Unfortunately, although there is a vast library on the net, it is not easy to find what you want. Conventional search engines will find chapter and verse of any particular problem. They can find definitions for, say, file formats as well as reasons for using a particular file format, while there tucked away as the thousandth item in the search is some shareware code that interprets or converts these files. Normally you simply never get to the right page.

This was the situation facing Darren Rush, one of the Koders co-founders, a couple of years ago. He had a problem that he knew had been solved hundreds of times before but the shareware code was proving elusive. Rather than adopting the standard solution – give up and write some bespoke code – he decided to do something about it. He produced a directory of shareware.

You can get the benefit of this from the site www.koders.com. Koders.com is the portal to this directory. In essence it is a search engine that only returns shareware. You enter a search string. The search engine then tries to match it. Sometimes it returns small items such as specific subroutines; often it shows complete libraries. Normally it gives a selection of both.

Whilst researching this article I had a minor glitch in a small software project. It was the standard sort of problem that would take a couple of days to code and would make nonsense of a one week timescale for the whole project. To my shame I began coding.

After an hour, I mentally kicked myself and consulted Koders. Someone had already solved the problem and put a code fragment on the web. So, after a quick download and a check on any copyright implications, I had a C++ object that with a little adaptation plugged the hole.

Koders operate its website as a free service. It is gaining a lot of experience in searching for software matches.
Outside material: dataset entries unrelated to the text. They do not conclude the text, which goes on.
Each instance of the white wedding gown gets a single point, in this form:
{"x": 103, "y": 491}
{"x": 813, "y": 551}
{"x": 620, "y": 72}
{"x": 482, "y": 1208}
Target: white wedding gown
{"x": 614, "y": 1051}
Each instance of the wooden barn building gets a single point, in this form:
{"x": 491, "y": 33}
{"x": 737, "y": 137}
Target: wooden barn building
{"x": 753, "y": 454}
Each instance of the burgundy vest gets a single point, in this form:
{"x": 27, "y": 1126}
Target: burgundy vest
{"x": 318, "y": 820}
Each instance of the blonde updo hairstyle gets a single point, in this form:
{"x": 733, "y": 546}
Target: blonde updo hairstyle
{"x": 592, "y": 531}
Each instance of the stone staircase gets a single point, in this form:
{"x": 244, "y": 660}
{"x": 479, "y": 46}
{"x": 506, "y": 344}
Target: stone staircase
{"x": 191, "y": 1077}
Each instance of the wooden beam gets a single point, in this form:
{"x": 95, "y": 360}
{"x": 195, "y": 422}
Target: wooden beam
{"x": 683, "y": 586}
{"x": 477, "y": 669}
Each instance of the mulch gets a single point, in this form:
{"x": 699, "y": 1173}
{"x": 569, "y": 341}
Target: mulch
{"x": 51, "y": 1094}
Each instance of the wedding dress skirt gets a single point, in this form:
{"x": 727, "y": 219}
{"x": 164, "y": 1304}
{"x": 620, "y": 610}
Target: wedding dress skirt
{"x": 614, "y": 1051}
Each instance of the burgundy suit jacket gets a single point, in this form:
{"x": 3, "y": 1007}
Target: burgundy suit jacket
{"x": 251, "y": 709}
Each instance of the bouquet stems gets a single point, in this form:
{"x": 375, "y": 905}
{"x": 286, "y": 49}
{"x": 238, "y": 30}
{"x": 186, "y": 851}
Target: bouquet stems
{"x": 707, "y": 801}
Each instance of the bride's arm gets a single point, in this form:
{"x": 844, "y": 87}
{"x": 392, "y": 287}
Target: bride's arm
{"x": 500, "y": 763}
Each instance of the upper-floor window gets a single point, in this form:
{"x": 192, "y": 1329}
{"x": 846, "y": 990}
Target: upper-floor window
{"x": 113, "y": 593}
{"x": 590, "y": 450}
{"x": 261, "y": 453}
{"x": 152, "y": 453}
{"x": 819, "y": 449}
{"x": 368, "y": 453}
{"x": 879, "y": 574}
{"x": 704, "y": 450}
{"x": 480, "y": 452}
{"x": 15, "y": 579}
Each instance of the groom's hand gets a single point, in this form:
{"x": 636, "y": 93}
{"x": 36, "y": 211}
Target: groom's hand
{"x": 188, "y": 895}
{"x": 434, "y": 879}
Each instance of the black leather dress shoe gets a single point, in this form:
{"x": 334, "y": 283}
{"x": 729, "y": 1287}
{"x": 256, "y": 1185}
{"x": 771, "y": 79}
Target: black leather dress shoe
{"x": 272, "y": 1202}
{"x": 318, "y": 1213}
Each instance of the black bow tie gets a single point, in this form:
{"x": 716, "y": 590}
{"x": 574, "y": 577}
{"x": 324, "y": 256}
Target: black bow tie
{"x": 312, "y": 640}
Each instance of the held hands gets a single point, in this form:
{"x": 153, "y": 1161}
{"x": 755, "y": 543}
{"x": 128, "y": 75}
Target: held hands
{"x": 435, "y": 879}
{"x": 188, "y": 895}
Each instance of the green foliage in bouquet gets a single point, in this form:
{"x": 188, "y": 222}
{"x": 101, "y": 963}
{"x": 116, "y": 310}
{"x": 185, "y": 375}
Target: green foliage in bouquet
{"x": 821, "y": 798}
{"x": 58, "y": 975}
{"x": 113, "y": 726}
Later this year it intends to present its search engine as a commercial product, targeting companies that have a large library of in-house software. Software engineers will be able to search the in-house library with their own copy of the search engine in the same way that they use the web service to search for freeware.

The directory is easy to use. It is difficult to determine how comprehensive it is but I have not found any freeware on the net that does not have a reference in Koders. The biggest difficulty I have had is working out suitable queries. It is similar to the first few times I used Yahoo or Google – I either got nothing or saw the entire world roll by. However, having used Koders a couple of times I am getting better at guessing the type of keywords that will give me the required software.

This website has changed my working practice. Now, at the start of a new project, I have a quick look to see if any of the objects are already there. Even if I only save myself half a day, it still gives me a lift to see a couple of hundred lines of code that I do not have to write from scratch.

Koders is a useful tool and I admit that I am an unashamed fan.